When I began watching Gilmore Girls several years ago, it was in response to my girlfriend saying, “it’s my favourite show, but you don’t have to watch it with me.” This meant, of course, that I’d better sit my butt down right quick and get to know the Lorelais.
Well, my girlfriend became my wife, and Gilmore Girls has now made it to season six on DVD. I’ll admit that I’ve taken a liking to the show. It’s not the best thing on TV, but it’s far better than the worst. My biggest complaint about Gilmore Girls also happens to be my favourite thing about it – the dialogue. Spend 10 minutes with this show, and you’ll get a taste of why this aspect is my favourite. Watch several episodes, and you’ll begin to see why I protest.
I enjoy the dialogue because it’s fast, smart and funny. The characters frequently launch into exaggerated tirades on any topic under the sun, throwing in pop (and not-so-pop) culture references aplenty, and these are generally quite amusing. The problem is, unfortunately, a raging case of ‘Too Much of a Good Thing’.
When I say the “characters” launch into tirades, the emphasis is on plurality. Nearly all of the leading and supporting characters speak in the same style, so much so that you could switch lines around all over their scripts and I doubt viewers would notice. And there’s also the fact that Stars Hollow, where most of the characters live, is a quirky-and-quaint small town. Do a lot of people in small town USA reference the likes of Shakespeare, Descartes and Hunter S. Thompson in their daily conversation? How about in the same sentence? I think not.
As I said, though, I like the show, despite this flaw. Gilmore Girls certainly isn’t the first series to bank on an unrealistic level of dialogue. The West Wing, for example, really thrived on Aaron Sorkin’s knack for fast and smart wordplay. The difference between these two shows is, however, that Sorkin’s characters are supposed to be some of the country’s most brilliant people, and the White House isn’t exactly down the street from Stars Hollow.
It all comes down to one fact: just like with many works of fiction, you have to suspend disbelief a bit to really like the Gilmore Girls.
Now as for season six, it may be the most frustrating yet for fans of the show. It picks up right where season five left off, with Lorelai (Lauren Graham) and Rory (Alexis Bledel) not speaking to each other, a rift that resulted from the events surrounding Rory’s uncharacteristic decision to take some time off from Yale. If you like this show, then you probably value the incredible mother-daughter relationship the Gilmore girls share, which is why you’ll be frustrated at just how long they can stay fighting.
Another major plot element at work in this season is, of course, Lorelai and Luke’s relationship. Lorelai popped the question in the final moments of season five, and while season six begins in the very same scene with Luke’s “yes”, their engagement takes a back seat to Lorelai and Rory’s spat for a good portion of the episodes.
I won’t spoil the ending here, so I’ll wrap up with a reassurance that despite an increase in melodrama and some frustrating out-of-character moments, most everything you either like or hate about Gilmore Girls is alive and kicking in season six; the quirky cast, picturesque settings, Amy Sherman’s dialogue, and solid overall production values.

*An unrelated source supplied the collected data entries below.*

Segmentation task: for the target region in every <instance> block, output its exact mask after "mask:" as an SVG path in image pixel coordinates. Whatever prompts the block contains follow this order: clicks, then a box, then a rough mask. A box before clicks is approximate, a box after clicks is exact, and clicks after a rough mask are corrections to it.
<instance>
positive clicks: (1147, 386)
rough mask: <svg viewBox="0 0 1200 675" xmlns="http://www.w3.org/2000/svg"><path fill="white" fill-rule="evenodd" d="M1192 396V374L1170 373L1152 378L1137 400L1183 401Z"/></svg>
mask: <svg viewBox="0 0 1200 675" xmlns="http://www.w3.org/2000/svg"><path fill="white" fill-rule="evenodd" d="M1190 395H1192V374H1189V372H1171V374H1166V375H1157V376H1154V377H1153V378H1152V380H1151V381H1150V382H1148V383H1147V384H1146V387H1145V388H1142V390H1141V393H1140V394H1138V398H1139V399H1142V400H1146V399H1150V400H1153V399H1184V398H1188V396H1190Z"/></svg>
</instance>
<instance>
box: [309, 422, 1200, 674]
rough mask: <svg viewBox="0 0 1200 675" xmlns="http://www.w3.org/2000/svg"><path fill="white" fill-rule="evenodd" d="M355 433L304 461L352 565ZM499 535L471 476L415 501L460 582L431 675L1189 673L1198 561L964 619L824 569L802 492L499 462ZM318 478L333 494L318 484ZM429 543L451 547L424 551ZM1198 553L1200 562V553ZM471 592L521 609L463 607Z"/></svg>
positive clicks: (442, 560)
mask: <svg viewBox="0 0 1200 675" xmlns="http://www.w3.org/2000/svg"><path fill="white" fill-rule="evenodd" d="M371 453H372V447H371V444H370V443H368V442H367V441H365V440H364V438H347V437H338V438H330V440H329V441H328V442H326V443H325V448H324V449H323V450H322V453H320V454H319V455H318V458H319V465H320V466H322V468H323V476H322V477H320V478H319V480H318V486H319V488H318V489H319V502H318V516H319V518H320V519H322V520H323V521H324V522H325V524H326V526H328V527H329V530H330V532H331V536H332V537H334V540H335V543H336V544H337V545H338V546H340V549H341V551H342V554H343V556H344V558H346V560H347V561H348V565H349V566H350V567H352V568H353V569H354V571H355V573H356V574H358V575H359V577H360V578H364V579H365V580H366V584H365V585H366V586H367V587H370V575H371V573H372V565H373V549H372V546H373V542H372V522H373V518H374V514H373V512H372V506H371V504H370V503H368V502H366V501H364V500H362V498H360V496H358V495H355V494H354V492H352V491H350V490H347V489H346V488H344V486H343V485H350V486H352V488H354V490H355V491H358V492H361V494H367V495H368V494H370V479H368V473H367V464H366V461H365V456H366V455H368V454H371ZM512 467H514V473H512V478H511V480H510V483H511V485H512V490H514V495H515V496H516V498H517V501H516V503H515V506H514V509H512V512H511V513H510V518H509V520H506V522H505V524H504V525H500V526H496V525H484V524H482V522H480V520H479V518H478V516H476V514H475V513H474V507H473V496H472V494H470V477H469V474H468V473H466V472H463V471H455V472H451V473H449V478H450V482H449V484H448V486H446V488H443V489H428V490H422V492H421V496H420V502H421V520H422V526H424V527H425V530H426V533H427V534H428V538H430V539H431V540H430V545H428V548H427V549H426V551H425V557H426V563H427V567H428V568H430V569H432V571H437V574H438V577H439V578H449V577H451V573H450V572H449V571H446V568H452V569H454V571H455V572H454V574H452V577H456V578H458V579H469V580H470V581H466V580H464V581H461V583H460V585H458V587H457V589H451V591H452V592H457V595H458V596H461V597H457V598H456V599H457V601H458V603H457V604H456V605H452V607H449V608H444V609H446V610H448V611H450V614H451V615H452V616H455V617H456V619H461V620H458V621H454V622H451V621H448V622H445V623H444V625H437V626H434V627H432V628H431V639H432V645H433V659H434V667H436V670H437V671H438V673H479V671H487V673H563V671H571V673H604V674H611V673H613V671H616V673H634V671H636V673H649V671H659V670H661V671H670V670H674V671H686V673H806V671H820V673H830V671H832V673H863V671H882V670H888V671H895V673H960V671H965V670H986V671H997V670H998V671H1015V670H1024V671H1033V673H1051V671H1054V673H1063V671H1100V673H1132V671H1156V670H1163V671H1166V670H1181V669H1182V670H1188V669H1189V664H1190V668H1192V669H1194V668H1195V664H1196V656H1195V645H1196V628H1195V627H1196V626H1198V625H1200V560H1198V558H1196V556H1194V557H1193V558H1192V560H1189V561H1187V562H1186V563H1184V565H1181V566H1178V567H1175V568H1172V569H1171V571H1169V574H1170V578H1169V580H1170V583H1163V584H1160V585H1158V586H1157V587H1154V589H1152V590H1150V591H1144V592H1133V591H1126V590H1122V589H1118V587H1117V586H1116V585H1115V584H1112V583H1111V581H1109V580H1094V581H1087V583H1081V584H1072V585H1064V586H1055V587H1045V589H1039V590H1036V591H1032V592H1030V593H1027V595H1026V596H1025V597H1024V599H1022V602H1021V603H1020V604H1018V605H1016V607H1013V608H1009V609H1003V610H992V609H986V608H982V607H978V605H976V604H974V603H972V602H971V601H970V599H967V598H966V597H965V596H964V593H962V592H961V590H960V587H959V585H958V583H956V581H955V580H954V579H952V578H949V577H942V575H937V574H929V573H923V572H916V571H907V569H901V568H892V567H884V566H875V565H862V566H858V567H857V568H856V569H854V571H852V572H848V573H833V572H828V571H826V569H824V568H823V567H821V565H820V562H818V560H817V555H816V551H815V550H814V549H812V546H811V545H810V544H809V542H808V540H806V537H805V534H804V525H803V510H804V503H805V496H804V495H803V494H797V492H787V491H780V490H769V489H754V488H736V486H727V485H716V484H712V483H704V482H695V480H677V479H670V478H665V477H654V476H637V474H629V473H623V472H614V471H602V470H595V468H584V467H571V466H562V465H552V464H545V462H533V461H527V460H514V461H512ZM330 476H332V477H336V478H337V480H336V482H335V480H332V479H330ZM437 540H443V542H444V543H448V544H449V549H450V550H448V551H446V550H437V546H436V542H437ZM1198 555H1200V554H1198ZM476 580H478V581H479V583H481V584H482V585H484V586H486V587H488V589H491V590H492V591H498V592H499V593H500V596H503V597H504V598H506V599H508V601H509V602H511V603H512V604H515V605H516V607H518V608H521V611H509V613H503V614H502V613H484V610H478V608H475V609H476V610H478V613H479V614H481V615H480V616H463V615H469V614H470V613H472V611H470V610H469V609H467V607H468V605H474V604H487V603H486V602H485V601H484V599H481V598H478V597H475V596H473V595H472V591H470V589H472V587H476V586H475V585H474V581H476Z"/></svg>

Enjoy it while it lasts, because season six of Gilmore Girls is the last one helmed by the creative team of Amy Sherman-Palladino and Daniel Palladino, and most fans have low expectations for the series’ future.
The Gilmore Girls – The Complete Sixth Season is presented on six discs, with all 22 episodes in 4:3 full-screen format. I have no real complaints or praise for the video transfer. It falls right smack in the perfectly acceptable category, for a TV series. The colours, black levels and level of detail are all fine, with only minor presence of soft picture and a grainy film quality.
The menus are also business as usual. They’re animated and easy to use, but it’s tough for first-time viewers to avoid spoilers when selecting an episode to play brings up a sub-menu showing chapter titles and thumbnail screenshots. I know it’s standard practice to offer this type of scene selection, but I’m not a fan.
Like the video, this set’s audio is nothing special. The only mix offered is standard Dolby Digital 2.0 Surround. It does the job, which in this case just means clearly presenting the show’s signature dialogue, and its generally entertaining and complementary music. As you might expect, the rear channels seldom get off the bench.
Audio is English only, with French and Spanish subtitles available.
Unless you count a promo disc advertising other series on the CW network – and I most certainly don’t – this set offers zero bonus material.
Gilmore Girls – The Complete Sixth Season is only an average TV-on-DVD set, but the fact is the episodes are generally as touching and entertaining as those in the show’s previous five seasons. The complete lack of bonus features is a disappointment, but this set is still deserving of a home in any fan’s collection.